In Kenya, students are expected to choose a distinguished career path—law, medicine, teaching, engineering, etc.—and stick with it through secondary school and university. At Bowdoin, while Bor has adhered to her original plan and is majoring in physics, she said she has enjoyed the many other classes she has taken, including dance, theater, and religion.
"I am glad I have the chance to do that," she said, "because, as I learn more and more, I am not the same person I was."
In her work with Syphers, she's become interested in how physics can be applied to health care. "There is a lot of need for innovation in the medical field, and physics can be helpful in that regard," she said.
"I come from a place that is underprivileged—we don't have enough hospitals, and the hospitals we do have don't have enough supplies and medicine. So it is very inspiring to think that one person can work with others to make big things happen."

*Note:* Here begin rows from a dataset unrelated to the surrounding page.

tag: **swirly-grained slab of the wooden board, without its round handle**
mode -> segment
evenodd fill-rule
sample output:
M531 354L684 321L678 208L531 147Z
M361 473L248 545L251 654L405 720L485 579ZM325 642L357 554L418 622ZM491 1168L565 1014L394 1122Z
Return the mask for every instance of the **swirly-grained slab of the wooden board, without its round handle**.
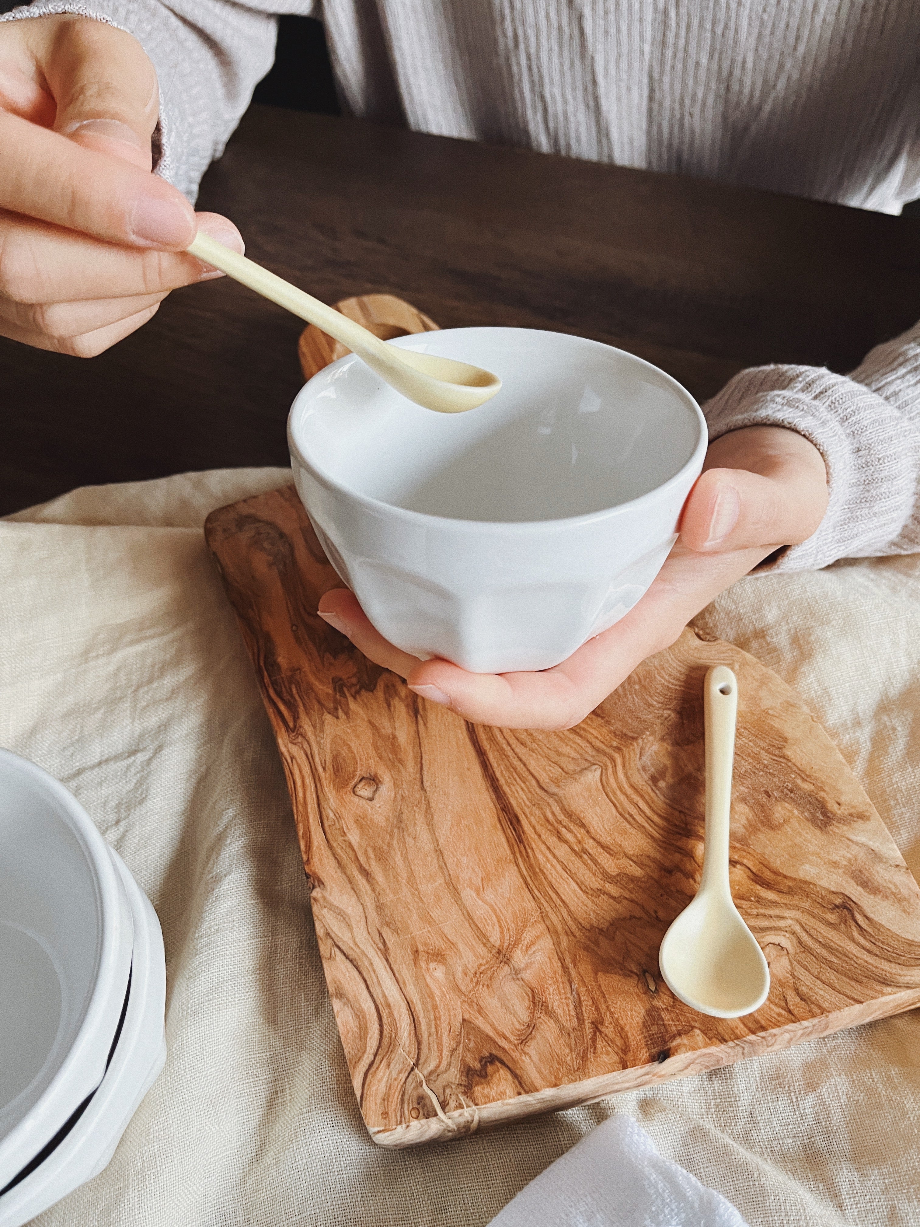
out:
M773 672L692 631L565 733L475 728L315 614L340 580L293 491L207 539L287 773L355 1092L408 1146L783 1048L920 1002L920 890ZM702 681L738 676L731 885L772 989L677 1001L656 953L702 864Z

“In the long run, we believe the UV box under development could be especially useful in areas of the world with limited means, allowing N-95 respirators to be reused safely up to twenty-five times, and probably useful here in the US for everything from EMTs to doctors’ offices and hospitals,” Syphers said.
"There is so much need right now, and the people involved are not interested in making money, they’re interested in helping," he added.
Plus, the findings Syphers and Bor have made into how UV light bounces off mask fibers could lead to better-designed masks that can be reused even more, perhaps hundreds of times, saving resource-strapped hospitals a lot of money.
The two will continue their work this summer, collecting more data on how light moves through the mask's filter layers. "The end result should be a complete description of how the virus load is deactivated. No other group that I’m aware of is involved in this level of detail," Syphers said.